The Origin Of The Term Computer Bug Is A Lot Older Than You Think

As modern society becomes reliant on technology, it also becomes more prone to falling victim to computer bugs, which are errors or flaws in a computer's software or hardware (via Interesting Engineering). Bugs can make it hard for us to use phones and computers, but they have disrupted far more than phone service. According to Wired, a computer bug was once responsible for medical establishments releasing lethal doses of radiation. In another instance, the Mariner I space probe went off its path because of a bug in the software code. The mistake resulted in Mission Control aborting the mission and blowing up the probe over the Atlantic Ocean.  

You might think that the term "computer bug" is a 21st century problem, but it goes back further than that. To find the first written mention of the word "bug" in relation to the machines we work with, we have to go back over 140 years, per Interesting Engineering.

The first computer bug was called a 'callbellum'

The man responsible for coining the term "bug" was none other than Thomas Edison. According to Interesting Engineering, he reportedly used the word to describe his experience with an "apparatus" he was working on, which was a telephone. In a letter to William Orton, an associate, the inventor wrote, "You were partly correct, I did find a 'bug' in my apparatus, but it was not in the telephone proper. It was of the genus 'callbellum.' The insect appears to find conditions for its existence in all call apparatus of telephones" (via Interesting Engineering). Of course, "callbellum" was something Edison made up, and while he might have had some fun coming up with the word, the bugs he continued to encounter were real and probably a source of frustration.

In fact, a few months later, Edison went on to write to Theodore Puskas that he ran into bugs with all of his inventions, explaining that difficulties arise after he begins working on them. "[It is] then that 'Bugs' — as such little faults and difficulties are called — show themselves and months of intense watching, study and labor are requisite before commercial success or failure is certainly reached," per Interesting Engineering.
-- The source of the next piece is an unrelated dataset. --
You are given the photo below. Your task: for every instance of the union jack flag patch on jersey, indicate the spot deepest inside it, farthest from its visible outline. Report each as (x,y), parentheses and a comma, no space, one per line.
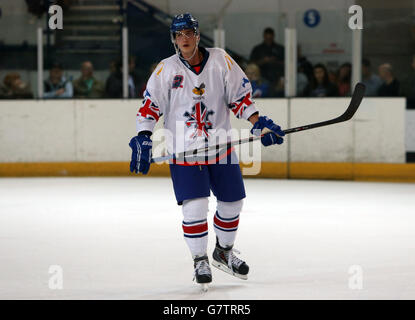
(199,119)
(239,106)
(149,110)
The first real computer bug was an insect

While Edison may have been the first person to coin the word "bug" in relation to the challenges that are a part of working with machines, someone else had the bad luck of encountering a literal bug in an actual computer a few years later. That person was Grace Hopper, an admiral in the Navy who worked in the engineering program at Harvard (via Atlas Obscura).

The year was 1947, and a Mark II Aiken Relay computer was malfunctioning at the university. Hopper was the one who took the time to find out why. The machine was nothing like the computers we use today. It was huge, as images posted by the Smithsonian Institution reveal, so finding the problem must have been a daunting experience. But Hopper was apparently up for it, and she discovered the problem was a real bug — a moth, to be exact — that had made its way into the internal mechanisms of the computer. In a logbook, she comically noted that it was the first actual case of a bug being found. And as proof, she taped the moth (above) to the page (per Atlas Obscura).